The part of the graph that's shaded in gray shows us how well the TV handles highlight details. This is a pretty vague definition, as technically anything above 200 nits will fall into this area, and that's a pretty wide range. The important part here is to look at how the TV reaches its peak brightness. Very few TVs can actually display up to the full 10,000 nit range, so the TV's processing has to decide how to handle highlight details that are above what it can physically display. Most TVs will cut off sharply at the TV's peak brightness when content is mastered at 600 or 1,000 nits, but they'll use a more gradual roll-off for content mastered at 4,000 nits. This is done to preserve fine details. TVs that don't have this roll-off will often lose fine details in very bright parts of the scene.
600, 1000, And 4000 Nit Tracking Delta
Once we've taken the measurements for the PQ EOTF, the area between the measured curve up to 0.58 stimulus, which is roughly 200 cd/m², and the dotted line is calculated. On the graph, it's denoted by the yellow-shaded area; anything above that (the shaded gray area) is ignored for our scoring. The main reason for this is that the vast majority of content in HDR is mastered in the yellow area, so this is where accurate tracking will have the biggest impact on the overall picture quality. The areas above this are also important, but the difference isn't as noticeable. For example, over-brightened shadow details can be incredibly obvious, but most people wouldn't even notice a 500-nit highlight that's instead displayed at 800 nits; the human eye simply isn't that sensitive to bright lights.
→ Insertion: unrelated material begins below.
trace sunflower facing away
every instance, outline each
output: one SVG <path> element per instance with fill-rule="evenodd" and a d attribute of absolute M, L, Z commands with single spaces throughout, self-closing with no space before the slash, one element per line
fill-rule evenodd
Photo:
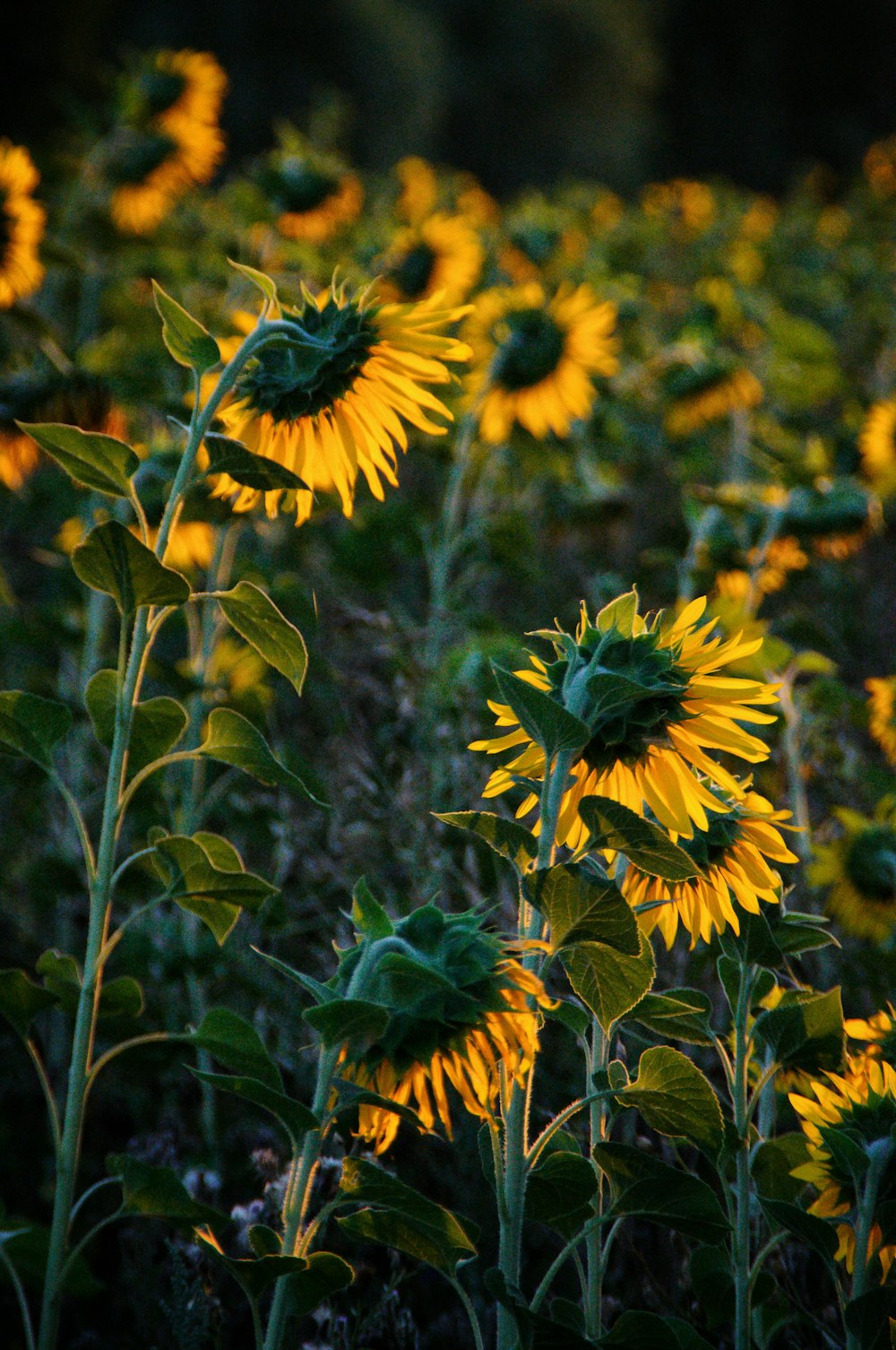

We show the delta for all three lines at 600, 1,000, and 4,000 nits. Each delta is then scored automatically based on the total area. The larger the area, the more the TV deviates from the PQ EOTF. The total score for the box is then calculated based on a weighted average of the three deltas. The 1,000 nit delta carries the most weight, as this represents the vast majority of content currently available.
Conclusion
The PQ EOTF function is a very important factor in the overall accuracy of a display in HDR. Whereas most of our testing has more to do with a panel's raw capabilities, the PQ EOTF is entirely controlled by the TV's software and overall processing capabilities, and it's one area where even high-end TVs sometimes fall short. Understanding how accurately a TV displays HDR brightness levels can be a clear indicator of the quality of the TV's overall HDR experience.